AutomatedBuildings.com Interview

John Petze is a partner and Co-Founder at SkyFoundry, the developers of SkySpark™, an analytics platform for building, energy and equipment data. John has over 35 years of experience in building automation, energy management, and M2M, having served in senior level positions for manufacturers of hardware and software products including President & CEO of Tridium, VP Product Development for Andover Controls, and Global Director of Sales for Cisco Systems Smart and Connected Buildings group. He is also a member of the Association of Energy Engineers.
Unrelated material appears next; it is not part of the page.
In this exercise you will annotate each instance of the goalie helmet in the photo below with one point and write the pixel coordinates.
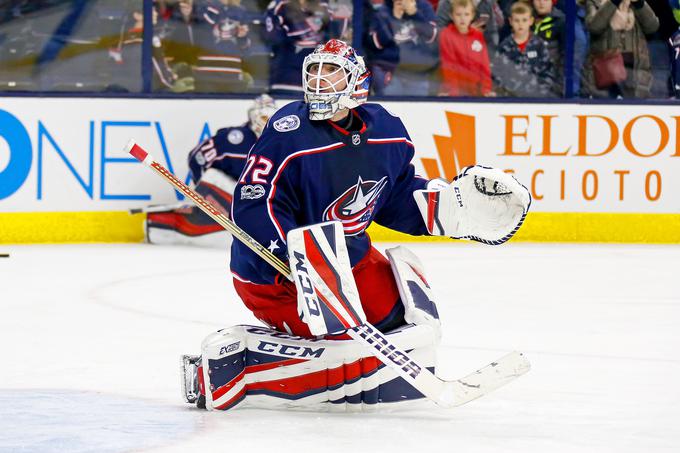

At SkyFoundry he helps facility operators take advantage of advanced operational analytics to create truly intelligent and efficient buildings.

Deploying Data Analytics at the Edge – Continuing our EDGE-ucation series

When we talk about the “edge” or more correctly “computing at the edge,” we are referring to performing essential data acquisition and computation functions as close to the data source as possible.

Sinclair: One of the topics that have generated a lot of interest from our readers is the topic of the “Edge.” It appears that “the edge” is a term that can mean different things. Can you offer your thoughts on how Edge Computing applies to data-oriented applications such as analytics?

Petze: It’s true that the edge is becoming one of those hyped words, but the concepts are very simple, tangible and important to our industry. When we talk about the “edge” or more correctly “computing at the edge,” we are referring to performing essential data acquisition and computation functions as close to the data source as possible. For example, advanced analytics that runs on small IoT devices mounted directly on equipment systems or embedded within the equipment controller.

The concept of edge computing is especially relevant in relation to the focus on the cloud that our industry has seen over the past 5-6 years. Cloud computing provides many benefits but isn’t a panacea for all of the requirements encountered in applying IoT technologies to the built environment. The first generation of analytics applications for data produced by sensors, equipment systems, and IoT devices focused on “computing in the cloud.” This meant that the software applications were based on a requirement to transmit ALL data from equipment systems up to the cloud (or another centralized server) where analytics and the associated generation of visualizations, reports, and notifications would then be performed.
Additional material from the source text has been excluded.